Clearly, this opens a door to a potentially unwelcome world for billboard advertisers – and anyone who has reason to fear that a once hard-to-reach place may now be accessible to mischievous vandals with access to the right technology.
KATSU’s defacing of the Calvin Klein billboard is far from a surprise. Last April, he unveiled a spray-paint-wielding drone and the paintings he created with it.
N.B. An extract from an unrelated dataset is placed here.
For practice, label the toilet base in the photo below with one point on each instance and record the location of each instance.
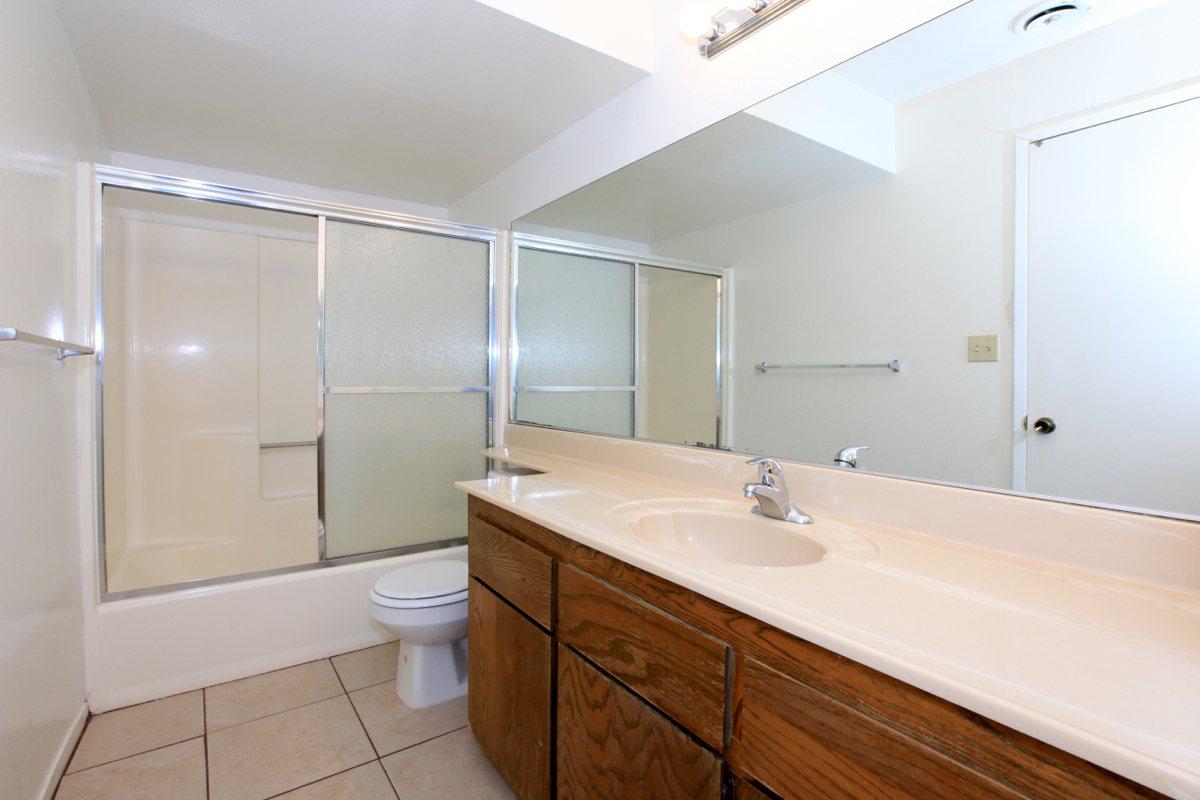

At the time, KATSU said one of the reasons he used the drone to paint was to raise awareness of how machines may transform art.
“What does it mean that I’m able to be throwing these strokes up and across a canvas that is 30 feet wide and is suspended 25 feet in the air?” he asked.
At the time, KATSU admitted to pondering the tagging possibilities of this drone: “I do have this little video game-inspired fantasy of lying in my bed, sending my drones out my bedroom window, having them render my tags all over the city and then flying back home to me, like, in my bed.”
It seems he took a step toward realizing that fantasy by tagging Jenner’s face. “It turned out surprisingly well,” he told Wired. “It’s exciting to see its first potential use as a device for vandalism.”
KATSU said he plans to release a user-friendly version of his graffiti drone “very soon.”